Пушгоры
О том, что автобус приближался к месту нашего назначения, свидетельствовали удручающие перемены в шишкинском ландшафте. Когда строевой лес лениво расступился, слева от дороги обнажились бледные огороды живших справа от нее горожан. На заборах встречались граффити: «Менеджеры — слуги дьявола», «Риелтор Козлов — мерзавец». Среди других достопримечательностей Пушкинских Гор выделялась ростом доска Почета, возведенная возле гостиницы «Дружба».
«Пущин, няня, Кюхельбекер», — представил я себе, но не успел разглядеть портреты, отвлекшись на неожиданный памятник. Вместо Пушкина на каменном пеньке сидела гранитная глыба, изображающая Ленина без кепки. Впрочем, ни тот, ни другой не бывали в «Дружбе», зато здесь жил Довлатов.
— Выписался, — уверенно ответила на мой вопрос коридорная, и мы тоже покинули город.
В первое утро у дороги обнаружилась купальня с кувшинками. За окном отведенной мне комнаты заманчиво шумела роща, полная грибов и ягод. К обеду, однако, пошел вечный дождь, стремительно началась осень, и уйти было некуда, тем более без резиновых сапог, которые я не додумался привезти из Америки.

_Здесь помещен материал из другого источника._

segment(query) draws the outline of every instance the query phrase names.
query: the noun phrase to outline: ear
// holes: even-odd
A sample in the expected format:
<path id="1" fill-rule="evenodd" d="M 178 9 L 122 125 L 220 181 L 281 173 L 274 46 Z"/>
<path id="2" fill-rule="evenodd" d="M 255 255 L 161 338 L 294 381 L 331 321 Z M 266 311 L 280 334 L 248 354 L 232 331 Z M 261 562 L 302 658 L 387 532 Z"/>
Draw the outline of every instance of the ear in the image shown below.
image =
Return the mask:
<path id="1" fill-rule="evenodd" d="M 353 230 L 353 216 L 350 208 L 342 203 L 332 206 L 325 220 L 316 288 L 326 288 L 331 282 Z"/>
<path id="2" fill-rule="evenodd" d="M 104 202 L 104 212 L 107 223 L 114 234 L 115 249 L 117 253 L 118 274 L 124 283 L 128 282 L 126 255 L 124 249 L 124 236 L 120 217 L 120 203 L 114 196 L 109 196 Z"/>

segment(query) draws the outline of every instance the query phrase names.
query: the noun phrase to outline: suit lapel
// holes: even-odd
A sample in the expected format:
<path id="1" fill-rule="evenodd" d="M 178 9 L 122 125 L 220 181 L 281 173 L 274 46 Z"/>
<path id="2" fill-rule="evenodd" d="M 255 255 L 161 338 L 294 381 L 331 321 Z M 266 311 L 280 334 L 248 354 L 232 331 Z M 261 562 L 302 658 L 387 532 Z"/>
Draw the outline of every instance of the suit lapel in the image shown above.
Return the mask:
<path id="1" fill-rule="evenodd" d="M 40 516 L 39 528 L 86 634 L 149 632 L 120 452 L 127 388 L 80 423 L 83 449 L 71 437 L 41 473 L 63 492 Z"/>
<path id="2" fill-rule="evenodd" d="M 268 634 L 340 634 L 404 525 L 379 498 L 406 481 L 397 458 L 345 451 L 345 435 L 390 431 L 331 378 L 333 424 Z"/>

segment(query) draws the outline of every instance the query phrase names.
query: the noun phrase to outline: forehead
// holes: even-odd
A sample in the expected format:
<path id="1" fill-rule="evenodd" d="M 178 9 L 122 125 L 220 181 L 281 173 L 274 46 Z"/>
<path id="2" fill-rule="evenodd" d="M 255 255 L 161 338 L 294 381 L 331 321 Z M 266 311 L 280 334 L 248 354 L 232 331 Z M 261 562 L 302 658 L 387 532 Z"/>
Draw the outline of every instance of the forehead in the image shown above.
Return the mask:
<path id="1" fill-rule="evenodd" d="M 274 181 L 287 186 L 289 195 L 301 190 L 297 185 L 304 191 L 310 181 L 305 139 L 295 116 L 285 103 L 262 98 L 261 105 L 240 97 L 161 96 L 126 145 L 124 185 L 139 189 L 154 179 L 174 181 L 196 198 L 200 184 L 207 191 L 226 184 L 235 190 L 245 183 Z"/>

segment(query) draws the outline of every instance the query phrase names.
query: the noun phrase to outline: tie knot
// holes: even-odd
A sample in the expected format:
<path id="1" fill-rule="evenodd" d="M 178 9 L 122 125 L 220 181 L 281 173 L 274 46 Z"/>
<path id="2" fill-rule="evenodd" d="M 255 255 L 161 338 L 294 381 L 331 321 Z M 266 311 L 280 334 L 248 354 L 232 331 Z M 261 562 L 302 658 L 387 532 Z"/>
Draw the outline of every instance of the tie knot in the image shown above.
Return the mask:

— «Живем в таком климате, — задумчиво процитировал поэт Чехова, — в любую минуту может пойти снег. А тут эти разговоры».
Их и правда хватало. Эксперимент собрал нас в заповеднике, где всех кормили и дразнили, рассчитывая вызвать остроумную реакцию — и издать ее. В сущности, это была одна из тех международных русских тусовок, на которую ездят мои коллеги, чтобы обсудить «Ганса Кюхельгартена». Отцов от детей здесь отличают цитаты — одни их подхватывают, другие не знают, где ставить кавычки.
Как в фильмах Никиты Михалкова, в нашу компанию затесался настоящий иностранец. Россию он знал от Толстого до Достоевского, про Пушкина слышал (в опере), в Михайловском застрял по пути из Петербурга в Москву, собирая, как Радищев, материал для книги. Самым острым впечатлением его наградил Вышний Волочек. Ужиная в гараже-буфете «Венеция», писатель следил за бильярдом и танцами, пока босая девица не треснула кием партнера по танго.
— Гуляет, — перевел переводчик, — муж в тюрьме.
— Как Соня Мармеладова?
— Вроде того.
— Вы не знаете, — закончил свою историю иностранец вопросом, — почему в Вышнем Волочке подают белое вино неохлажденным?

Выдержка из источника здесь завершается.